Dec 17, 2013 09:16 AM

I think that the code should work in 7.1 as well, though I have not tested it myself.

Matti Mertojoki
Matti Mertojoki Dec 19, 2013 02:23 PM

About EPi 7.1.. In example there is used attribute routing which needs Visual Studio 2013 or NuGet packages. Both of them will need .Net 4.5 framework.

EPi 7.1 uses .Net framework 4.0 in basic configuration so you need to upgrade EPi 7.1 project to use .NET 4.5 if you want to use this example code.

I haven't tried this code yet.

thomassvensen
thomassvensen Jan 27, 2014 11:02 AM

Thank you for a very useful tip, Linus. I was struggling a little with " setting up a script module", being totally new to Dojo et. al. But once I understood that, it worked well. Except for one thing:

After I have selected a person, when I come back to the properties page, the field is BLANK. I can see from the developer tools that it does indeed perform a rest call and retrieves the name to be displayed. But it isn't rendered on screen. I can click into the property box and re-select the user, but this is a bad user experience for the editor.

Any hints as to why are most welcome :-)

Jan 28, 2014 02:51 PM

@Thomas: I reproduced your issue and have updated the service class with a fix for the problem. Basically, we need to methods to be able to both query items as well as returning a single item.
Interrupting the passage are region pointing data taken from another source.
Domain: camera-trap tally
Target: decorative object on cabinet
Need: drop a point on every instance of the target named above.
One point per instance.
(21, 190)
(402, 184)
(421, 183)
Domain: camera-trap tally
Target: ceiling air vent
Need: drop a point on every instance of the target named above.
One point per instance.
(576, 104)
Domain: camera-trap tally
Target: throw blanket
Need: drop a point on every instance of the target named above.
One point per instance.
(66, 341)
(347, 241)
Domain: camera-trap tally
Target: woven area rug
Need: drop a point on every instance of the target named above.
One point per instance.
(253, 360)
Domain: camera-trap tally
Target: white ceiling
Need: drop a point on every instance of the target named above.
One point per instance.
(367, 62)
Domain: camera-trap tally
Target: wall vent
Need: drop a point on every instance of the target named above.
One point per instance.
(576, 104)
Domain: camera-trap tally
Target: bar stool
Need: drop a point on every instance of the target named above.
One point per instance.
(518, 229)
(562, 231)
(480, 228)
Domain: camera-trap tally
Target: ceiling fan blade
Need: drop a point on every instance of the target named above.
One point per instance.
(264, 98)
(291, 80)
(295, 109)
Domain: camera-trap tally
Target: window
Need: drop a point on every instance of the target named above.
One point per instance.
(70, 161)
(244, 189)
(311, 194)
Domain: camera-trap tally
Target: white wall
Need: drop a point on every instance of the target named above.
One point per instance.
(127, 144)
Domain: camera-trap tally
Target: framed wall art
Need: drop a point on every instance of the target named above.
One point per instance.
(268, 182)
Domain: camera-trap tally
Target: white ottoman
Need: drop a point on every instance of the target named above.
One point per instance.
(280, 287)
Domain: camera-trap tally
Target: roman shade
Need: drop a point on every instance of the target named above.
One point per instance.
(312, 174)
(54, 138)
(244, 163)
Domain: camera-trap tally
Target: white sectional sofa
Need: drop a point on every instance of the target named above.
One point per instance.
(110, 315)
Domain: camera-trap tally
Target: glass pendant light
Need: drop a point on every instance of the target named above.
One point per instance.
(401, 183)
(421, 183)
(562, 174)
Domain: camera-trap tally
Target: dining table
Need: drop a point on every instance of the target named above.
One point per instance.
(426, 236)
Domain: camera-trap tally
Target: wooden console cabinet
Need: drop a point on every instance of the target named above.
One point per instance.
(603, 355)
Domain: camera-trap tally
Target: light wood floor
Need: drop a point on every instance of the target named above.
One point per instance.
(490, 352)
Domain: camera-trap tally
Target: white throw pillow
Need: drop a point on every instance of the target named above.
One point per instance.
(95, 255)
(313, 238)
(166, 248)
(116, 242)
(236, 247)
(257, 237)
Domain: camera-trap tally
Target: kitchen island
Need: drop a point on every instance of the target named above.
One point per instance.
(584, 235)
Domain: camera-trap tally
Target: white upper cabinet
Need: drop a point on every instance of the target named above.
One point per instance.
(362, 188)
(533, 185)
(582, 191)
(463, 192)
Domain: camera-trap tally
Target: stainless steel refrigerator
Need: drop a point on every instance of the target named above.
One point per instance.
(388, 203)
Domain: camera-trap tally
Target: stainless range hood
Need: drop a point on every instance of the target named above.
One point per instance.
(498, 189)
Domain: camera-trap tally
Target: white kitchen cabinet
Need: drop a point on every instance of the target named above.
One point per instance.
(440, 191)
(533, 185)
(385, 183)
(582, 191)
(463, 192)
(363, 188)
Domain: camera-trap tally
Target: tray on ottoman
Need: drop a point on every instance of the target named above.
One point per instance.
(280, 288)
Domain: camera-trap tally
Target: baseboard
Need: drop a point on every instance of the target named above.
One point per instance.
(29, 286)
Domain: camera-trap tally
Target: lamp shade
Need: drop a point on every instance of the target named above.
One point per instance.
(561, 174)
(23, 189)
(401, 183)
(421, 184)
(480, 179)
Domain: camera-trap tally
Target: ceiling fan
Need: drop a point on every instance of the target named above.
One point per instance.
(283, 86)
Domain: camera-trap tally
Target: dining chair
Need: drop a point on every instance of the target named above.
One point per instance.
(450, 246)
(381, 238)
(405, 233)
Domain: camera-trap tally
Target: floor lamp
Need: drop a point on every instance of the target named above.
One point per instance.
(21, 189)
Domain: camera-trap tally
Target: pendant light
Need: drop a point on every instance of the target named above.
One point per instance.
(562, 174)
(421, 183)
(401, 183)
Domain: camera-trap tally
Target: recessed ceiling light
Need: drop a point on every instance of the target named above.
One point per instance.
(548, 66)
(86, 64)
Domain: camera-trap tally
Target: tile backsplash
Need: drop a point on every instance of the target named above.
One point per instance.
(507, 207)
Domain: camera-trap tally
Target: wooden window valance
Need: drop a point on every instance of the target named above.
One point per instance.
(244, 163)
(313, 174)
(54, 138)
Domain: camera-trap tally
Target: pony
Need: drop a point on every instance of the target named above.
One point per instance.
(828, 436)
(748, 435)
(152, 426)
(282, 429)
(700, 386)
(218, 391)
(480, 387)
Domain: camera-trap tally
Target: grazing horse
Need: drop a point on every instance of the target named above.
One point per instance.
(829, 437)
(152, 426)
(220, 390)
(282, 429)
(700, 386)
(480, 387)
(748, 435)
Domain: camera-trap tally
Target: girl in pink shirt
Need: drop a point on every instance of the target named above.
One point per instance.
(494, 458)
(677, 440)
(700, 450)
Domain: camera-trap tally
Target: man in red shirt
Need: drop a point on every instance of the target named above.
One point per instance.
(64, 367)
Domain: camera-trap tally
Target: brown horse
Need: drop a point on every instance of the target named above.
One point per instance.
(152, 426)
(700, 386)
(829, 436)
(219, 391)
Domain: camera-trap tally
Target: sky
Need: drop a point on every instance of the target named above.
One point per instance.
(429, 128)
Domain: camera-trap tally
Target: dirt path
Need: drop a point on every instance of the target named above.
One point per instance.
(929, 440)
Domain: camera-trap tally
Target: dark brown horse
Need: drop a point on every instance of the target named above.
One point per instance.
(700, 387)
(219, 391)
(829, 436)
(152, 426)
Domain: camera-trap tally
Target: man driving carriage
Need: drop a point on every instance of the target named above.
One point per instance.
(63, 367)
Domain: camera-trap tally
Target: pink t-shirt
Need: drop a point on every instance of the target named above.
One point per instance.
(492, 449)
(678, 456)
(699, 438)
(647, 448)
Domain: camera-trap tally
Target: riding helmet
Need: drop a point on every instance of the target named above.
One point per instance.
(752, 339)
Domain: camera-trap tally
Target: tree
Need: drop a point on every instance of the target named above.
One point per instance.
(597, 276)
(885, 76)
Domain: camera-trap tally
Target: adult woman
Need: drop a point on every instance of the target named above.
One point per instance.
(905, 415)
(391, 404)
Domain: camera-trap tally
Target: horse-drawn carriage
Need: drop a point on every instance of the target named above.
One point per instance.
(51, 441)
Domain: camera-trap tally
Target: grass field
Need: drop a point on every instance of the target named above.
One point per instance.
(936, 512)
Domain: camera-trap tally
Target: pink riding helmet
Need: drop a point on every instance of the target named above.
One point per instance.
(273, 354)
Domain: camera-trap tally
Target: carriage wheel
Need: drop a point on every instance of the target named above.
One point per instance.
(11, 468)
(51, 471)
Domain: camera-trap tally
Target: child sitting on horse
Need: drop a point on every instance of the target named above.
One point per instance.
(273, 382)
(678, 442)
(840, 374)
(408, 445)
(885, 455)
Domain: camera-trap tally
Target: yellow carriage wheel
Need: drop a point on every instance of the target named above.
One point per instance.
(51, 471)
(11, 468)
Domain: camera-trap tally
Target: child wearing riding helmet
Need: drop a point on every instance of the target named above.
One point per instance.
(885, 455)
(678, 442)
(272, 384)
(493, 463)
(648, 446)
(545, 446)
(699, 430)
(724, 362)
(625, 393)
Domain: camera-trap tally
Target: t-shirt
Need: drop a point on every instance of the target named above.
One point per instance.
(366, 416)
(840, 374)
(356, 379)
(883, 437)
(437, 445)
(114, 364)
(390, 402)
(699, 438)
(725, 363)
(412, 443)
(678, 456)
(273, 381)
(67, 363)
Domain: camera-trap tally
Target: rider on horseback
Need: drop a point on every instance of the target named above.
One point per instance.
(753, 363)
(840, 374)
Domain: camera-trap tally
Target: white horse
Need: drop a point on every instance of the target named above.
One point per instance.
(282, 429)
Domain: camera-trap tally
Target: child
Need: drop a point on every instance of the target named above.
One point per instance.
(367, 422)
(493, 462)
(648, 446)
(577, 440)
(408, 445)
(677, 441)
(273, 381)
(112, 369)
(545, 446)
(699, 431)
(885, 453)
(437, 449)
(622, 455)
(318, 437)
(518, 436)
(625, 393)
Took me some time to figure out how to register the routes for the two methods on the same "level" of URL.

thomassvensen
thomassvensen Jan 30, 2014 12:53 PM

Ah, excellent, now it works, and I also got a better understanding of web api 2.0 routing from looking at the code :-)

Thank you!

Arve Systad
Arve Systad May 16, 2014 02:47 PM

What would be truly awesome is if we could do everything in an Editor descriptor, selection factory or the like. One centralized, built in API controller could recieve the string you're searching for along with the property name. That should be enough info to dig out the correct class back end and send back some results. And maybe there could even be a simple switch to choose between "Static list" and "Ajax autocomplete" for different use cases.

Cheers :-)

Jun 23, 2014 02:29 PM

Out of curiousity, the 7.0 version of this article used RestController, while here you use Web API, is Web API apicontroller the preferred method over restcontroller for doing calls in 7.5 and onwards?

Jun 23, 2014 07:40 PM

Yes Shamrez, your observation is correct. The EPiServer API system using the RestController was built before Web API was released. We hope to be able to change/remove the EPiServer implementation in the future and therefore recommend Web API where possible.